Unicode is a suitable encoding for most scripts because it includes characters from all the scripts. The analog would be an instruction set architecture that includes instructions from all processors. This would be huge and impractical to implement whether in hardware or in software. It would even be contradictory: how do you reconcile an architecture with 16-bit words with an architecture with 64-bit words? an architecture that allows unaligned word accesses with one that doesn't? an architecture that guarantees the presence of an MMU with one that guarantees that addresses used by software map directly to addresses in physical memory? an architecture that guarantees that all memory accesses take exactly the same amount of time with one that has memory caches?

A realistic ISA can't combine what all the ISA do. You have to make choices, and these choices depend on your objectives. If you're building a processor for real-time processing, a guarantee that memory accesses take the same amount of time is crucial. If you're building a processor for fast numerical or symbolic computation, caching memory accesses is essential for performance. A good instruction set for general-purpose computing is not the same as for graphical rendering, and machine learning calls for yet another approach. There is no one-size-fits-all.

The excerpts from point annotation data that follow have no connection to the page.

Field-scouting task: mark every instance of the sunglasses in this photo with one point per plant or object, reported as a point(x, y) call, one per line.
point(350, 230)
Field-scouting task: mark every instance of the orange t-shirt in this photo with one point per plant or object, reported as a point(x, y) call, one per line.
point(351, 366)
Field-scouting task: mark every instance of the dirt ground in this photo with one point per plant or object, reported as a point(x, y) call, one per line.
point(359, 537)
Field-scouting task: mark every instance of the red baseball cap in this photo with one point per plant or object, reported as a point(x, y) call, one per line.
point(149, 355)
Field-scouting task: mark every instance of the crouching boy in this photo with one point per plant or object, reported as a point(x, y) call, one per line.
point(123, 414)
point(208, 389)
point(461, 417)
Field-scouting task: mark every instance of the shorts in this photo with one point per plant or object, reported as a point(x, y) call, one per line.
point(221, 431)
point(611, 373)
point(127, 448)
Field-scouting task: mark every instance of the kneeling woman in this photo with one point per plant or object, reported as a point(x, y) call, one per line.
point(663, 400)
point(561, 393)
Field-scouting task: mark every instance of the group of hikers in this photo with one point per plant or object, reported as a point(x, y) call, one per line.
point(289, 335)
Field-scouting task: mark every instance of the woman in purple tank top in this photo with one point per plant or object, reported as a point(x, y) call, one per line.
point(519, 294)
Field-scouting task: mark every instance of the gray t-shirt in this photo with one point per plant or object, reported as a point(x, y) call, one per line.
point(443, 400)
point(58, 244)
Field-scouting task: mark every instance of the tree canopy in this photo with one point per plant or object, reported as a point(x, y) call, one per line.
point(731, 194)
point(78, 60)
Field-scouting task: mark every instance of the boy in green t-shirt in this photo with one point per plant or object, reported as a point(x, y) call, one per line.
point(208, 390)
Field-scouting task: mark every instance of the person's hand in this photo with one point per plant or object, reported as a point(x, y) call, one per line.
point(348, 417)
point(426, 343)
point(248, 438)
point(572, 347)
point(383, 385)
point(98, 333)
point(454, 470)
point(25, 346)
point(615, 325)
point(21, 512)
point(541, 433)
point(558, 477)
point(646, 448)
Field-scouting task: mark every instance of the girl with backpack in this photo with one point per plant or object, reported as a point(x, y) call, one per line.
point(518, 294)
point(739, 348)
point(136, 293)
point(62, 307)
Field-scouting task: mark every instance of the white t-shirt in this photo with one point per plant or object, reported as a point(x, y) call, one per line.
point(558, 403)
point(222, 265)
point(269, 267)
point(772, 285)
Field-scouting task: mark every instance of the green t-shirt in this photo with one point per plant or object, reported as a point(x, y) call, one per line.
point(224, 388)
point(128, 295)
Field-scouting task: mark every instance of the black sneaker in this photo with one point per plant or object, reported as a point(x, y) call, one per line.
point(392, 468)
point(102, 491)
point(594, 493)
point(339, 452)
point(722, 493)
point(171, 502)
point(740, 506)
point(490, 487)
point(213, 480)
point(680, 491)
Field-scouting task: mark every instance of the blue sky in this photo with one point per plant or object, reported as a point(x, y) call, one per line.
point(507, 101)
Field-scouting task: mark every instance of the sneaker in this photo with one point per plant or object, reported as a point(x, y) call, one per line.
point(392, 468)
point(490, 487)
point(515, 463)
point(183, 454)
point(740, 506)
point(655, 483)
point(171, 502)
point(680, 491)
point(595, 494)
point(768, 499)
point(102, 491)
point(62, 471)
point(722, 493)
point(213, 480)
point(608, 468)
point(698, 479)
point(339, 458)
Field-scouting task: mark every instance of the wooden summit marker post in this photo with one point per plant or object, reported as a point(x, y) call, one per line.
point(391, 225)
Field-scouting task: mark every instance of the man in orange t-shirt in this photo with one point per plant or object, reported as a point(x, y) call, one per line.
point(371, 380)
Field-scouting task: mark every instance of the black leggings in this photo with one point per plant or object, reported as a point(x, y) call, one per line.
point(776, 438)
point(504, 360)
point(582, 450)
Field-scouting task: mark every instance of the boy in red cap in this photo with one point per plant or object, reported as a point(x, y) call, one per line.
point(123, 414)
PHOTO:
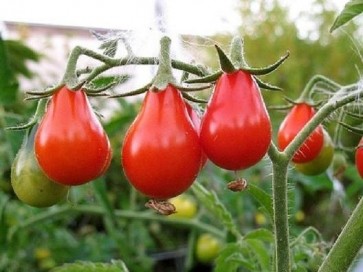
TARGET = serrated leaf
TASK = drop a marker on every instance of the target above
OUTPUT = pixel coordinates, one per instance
(231, 258)
(8, 82)
(351, 9)
(81, 266)
(211, 201)
(260, 234)
(262, 197)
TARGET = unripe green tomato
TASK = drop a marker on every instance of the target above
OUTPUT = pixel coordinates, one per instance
(185, 206)
(29, 182)
(207, 248)
(321, 162)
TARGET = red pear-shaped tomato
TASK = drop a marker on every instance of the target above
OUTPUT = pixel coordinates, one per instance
(70, 145)
(295, 120)
(196, 120)
(359, 158)
(236, 129)
(161, 154)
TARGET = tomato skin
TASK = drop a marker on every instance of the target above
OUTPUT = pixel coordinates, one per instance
(359, 158)
(196, 120)
(321, 163)
(207, 248)
(70, 145)
(185, 207)
(161, 154)
(294, 121)
(29, 182)
(236, 128)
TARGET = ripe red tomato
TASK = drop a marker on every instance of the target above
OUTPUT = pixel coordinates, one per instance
(295, 120)
(321, 162)
(236, 129)
(359, 158)
(161, 154)
(196, 120)
(71, 146)
(29, 182)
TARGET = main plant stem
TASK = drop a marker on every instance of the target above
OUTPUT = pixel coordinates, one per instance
(280, 210)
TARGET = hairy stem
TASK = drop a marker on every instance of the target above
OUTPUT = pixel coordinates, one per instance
(280, 209)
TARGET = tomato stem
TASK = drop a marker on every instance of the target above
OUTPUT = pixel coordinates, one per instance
(164, 75)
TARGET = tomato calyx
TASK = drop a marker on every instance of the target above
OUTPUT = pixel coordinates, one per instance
(235, 62)
(238, 185)
(162, 207)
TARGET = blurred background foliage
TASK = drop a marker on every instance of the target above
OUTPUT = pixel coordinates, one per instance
(39, 240)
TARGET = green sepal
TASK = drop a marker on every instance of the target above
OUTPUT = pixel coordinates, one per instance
(207, 79)
(192, 98)
(90, 90)
(131, 93)
(268, 69)
(224, 61)
(266, 86)
(39, 112)
(192, 89)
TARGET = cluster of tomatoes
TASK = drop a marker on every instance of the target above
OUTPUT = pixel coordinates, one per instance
(167, 144)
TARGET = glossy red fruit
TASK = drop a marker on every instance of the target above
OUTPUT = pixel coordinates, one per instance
(196, 120)
(70, 145)
(161, 154)
(359, 158)
(236, 129)
(294, 121)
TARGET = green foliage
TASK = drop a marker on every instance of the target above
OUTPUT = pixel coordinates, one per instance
(114, 266)
(352, 9)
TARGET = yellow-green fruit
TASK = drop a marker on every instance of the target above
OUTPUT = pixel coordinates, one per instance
(29, 182)
(321, 162)
(185, 206)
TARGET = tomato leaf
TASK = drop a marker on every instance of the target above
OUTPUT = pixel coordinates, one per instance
(262, 197)
(114, 266)
(351, 9)
(232, 257)
(8, 82)
(211, 201)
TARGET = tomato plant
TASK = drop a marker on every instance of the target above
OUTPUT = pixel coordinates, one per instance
(295, 120)
(70, 144)
(185, 206)
(207, 248)
(161, 154)
(321, 163)
(29, 182)
(359, 158)
(196, 120)
(235, 129)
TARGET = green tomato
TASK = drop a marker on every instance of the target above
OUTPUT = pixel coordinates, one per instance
(29, 182)
(185, 206)
(207, 248)
(321, 162)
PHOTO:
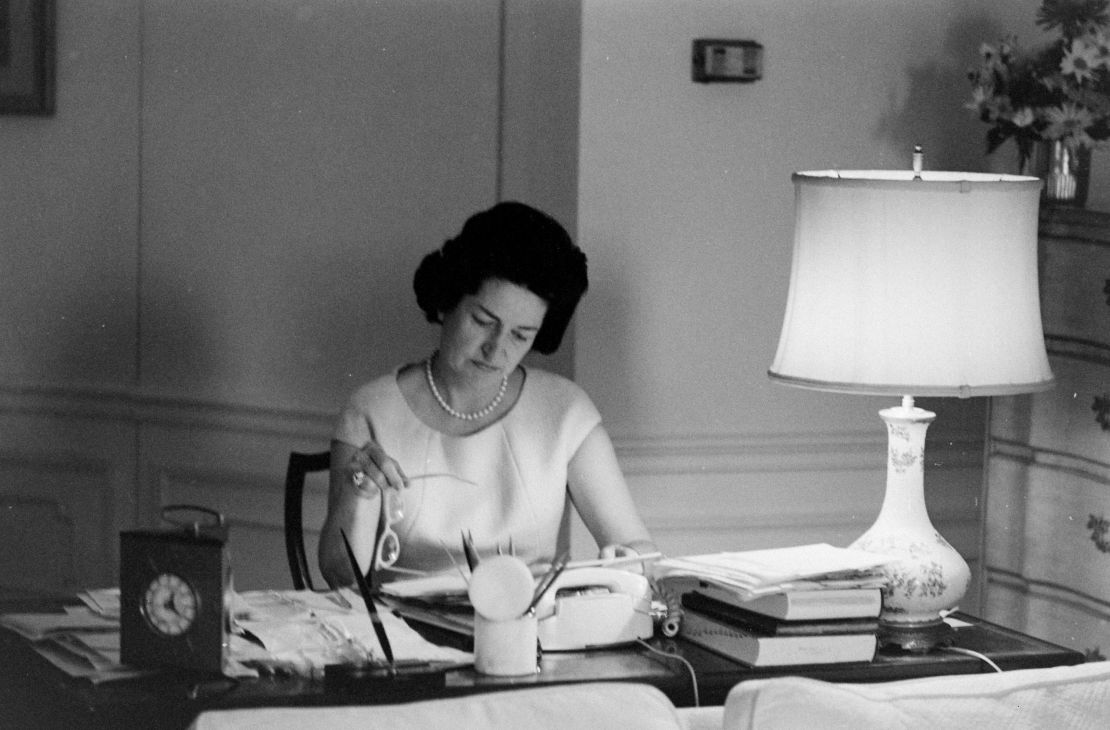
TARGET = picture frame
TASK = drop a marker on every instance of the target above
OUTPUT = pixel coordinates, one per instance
(27, 57)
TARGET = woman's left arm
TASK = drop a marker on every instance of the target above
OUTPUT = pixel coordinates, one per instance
(601, 495)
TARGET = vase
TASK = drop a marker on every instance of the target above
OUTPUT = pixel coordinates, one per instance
(1066, 172)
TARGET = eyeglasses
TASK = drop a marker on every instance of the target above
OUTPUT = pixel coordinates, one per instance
(387, 547)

Why isn't there a standard model of vehicle? Why are there so many different models of cars and airplanes and bicycles and motorcycles and helicopters and submarines and so on?

  • $\begingroup$ Maybe using the term ISA so broadly isn't appropriate? I understand the constraints of hardware design well enough... I do however believe there is a better, more unified approach to program representation and execution; if anything, LLVM and Risc-V are great steps in this direction. LLVM proves that a level of interoperability can exist; have you seen this? github.com/KhronosGroup/SPIRV-LLVM $\endgroup$
    – Holden
    Jul 28, 2019 at 0:03
  • $\begingroup$ Risc-V is beginning to prove that most architectures aren't that different, although capitalism may disagree. $\endgroup$
    – Holden
    Jul 28, 2019 at 0:04
  • $\begingroup$ Unicode conforms to standards including: UTF-8, UTF-16, UTF-32. Also, I can tell you, from experience, that modern microprocessors are no strangers to expanding type codes when it comes to instruction decoding... $\endgroup$
    – Holden
    Jul 28, 2019 at 0:14

There is a very strong demand to be able to exchange textual information. EVERYBODY wants to be able to exchange textual information. Billions of people.

How many people want to use different code representations? It's only possibly compiler writers, and nobody else. But compiler writers are mostly happen with the one bytecode representation they are using: Java bytecode if you write a Java compiler, LLVM IR if you use Clang and so on.

And with Unicode, the effort is just writing a huge document and maintaining some tables. With a bytecode representation, you can't just standardise on one, you then have to go through the huge effort to turn it into actual code running on some machine.

Summary: No standard because the benefit is much less, and the cost much higher, than with standardising unicode.